Divisibility and microtransactions

Money must be divisible, and Bitcoin is up to 8 decimal places. The dollar and gold are inferior in this sense (pennies, ounces/grams). Bitcoin’s divisible property enables microtransactions which can open up aspects of an economy that we have not seen before. To be able to pay an entity a fraction of a fraction of a cent for a good or micro-service has the potential to add value in ways and areas that were not possible before.

Gold’s advantage?

After considering these factors for the course of two years now I can state that Bitcoin is a greater money than gold in almost every sense. The only property that gold can claim over Bitcoin in my opinion is the ability to transact offline. This benefit is manifest in times of crisis where government overstep their bounds and people require a means of hiding and preserving their wealth.

However—Bitcoin is capable of being transacted with neither party being online! Once merchants have properly implemented SPV wallets then point-of-sale systems that accept Bitcoin can function in the same way that retail stores do when their internet connections go down. For example if a POS system goes offline today, they do not just close shop.
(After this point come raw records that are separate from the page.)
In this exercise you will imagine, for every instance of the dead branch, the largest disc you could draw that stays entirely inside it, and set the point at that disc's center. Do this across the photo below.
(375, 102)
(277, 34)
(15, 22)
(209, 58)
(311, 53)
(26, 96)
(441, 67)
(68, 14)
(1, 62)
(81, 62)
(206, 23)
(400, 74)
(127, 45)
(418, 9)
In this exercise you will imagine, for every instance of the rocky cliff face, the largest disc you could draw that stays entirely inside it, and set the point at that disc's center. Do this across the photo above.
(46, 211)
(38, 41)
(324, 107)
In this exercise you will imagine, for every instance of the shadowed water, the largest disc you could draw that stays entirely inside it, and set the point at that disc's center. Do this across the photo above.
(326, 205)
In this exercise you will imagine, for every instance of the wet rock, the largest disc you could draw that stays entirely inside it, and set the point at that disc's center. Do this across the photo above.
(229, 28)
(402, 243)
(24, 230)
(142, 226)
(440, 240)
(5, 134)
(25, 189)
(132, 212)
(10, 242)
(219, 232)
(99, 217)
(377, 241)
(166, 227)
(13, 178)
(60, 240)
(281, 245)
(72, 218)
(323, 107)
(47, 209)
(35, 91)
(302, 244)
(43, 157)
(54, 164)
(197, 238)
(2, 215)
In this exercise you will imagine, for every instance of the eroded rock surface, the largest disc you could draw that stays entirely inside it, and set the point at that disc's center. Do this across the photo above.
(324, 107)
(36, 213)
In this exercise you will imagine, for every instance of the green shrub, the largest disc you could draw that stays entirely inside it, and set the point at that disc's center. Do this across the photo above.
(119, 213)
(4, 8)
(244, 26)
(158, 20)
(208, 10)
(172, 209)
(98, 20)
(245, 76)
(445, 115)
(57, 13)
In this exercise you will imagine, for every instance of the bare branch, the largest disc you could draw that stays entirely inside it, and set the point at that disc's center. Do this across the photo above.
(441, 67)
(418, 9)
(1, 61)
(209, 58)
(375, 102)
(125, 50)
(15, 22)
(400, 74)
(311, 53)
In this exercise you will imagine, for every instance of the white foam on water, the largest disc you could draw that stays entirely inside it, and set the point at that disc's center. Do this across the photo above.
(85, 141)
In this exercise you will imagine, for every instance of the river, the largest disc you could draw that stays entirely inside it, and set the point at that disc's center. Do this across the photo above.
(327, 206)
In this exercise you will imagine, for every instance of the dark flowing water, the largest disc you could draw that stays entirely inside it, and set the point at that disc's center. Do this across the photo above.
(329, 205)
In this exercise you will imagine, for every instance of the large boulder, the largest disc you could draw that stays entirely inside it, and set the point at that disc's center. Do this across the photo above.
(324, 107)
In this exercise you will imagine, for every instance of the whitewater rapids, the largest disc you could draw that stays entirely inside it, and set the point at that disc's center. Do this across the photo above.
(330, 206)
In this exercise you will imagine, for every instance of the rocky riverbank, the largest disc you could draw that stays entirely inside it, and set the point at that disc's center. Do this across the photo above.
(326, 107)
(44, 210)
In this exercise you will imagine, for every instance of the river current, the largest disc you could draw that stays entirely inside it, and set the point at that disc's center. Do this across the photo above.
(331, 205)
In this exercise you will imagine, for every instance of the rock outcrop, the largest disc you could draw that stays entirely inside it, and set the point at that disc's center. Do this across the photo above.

They accept credit card transactions while offline and then send them to the bank in a batch once they regain connectivity.

While Bitcoin at scale will hold governments and its citizens more accountable thus reducing the need to smuggle gold across borders, in today’s world we are not there yet. I still believe gold still has a function as money in this regard as well as the alluded to protection against inflation.

Final thoughts

Now that we have reviewed the functions of money and the most popular ones used today I truly perceive Bitcoin to be superior in almost every way.

The best money is the one that has the potential to add the most value for the most people. With the ability to do microtransactions, transfer globally, in less than a second and without third-party trust Bitcoin has the potential to be the most efficient money in human history.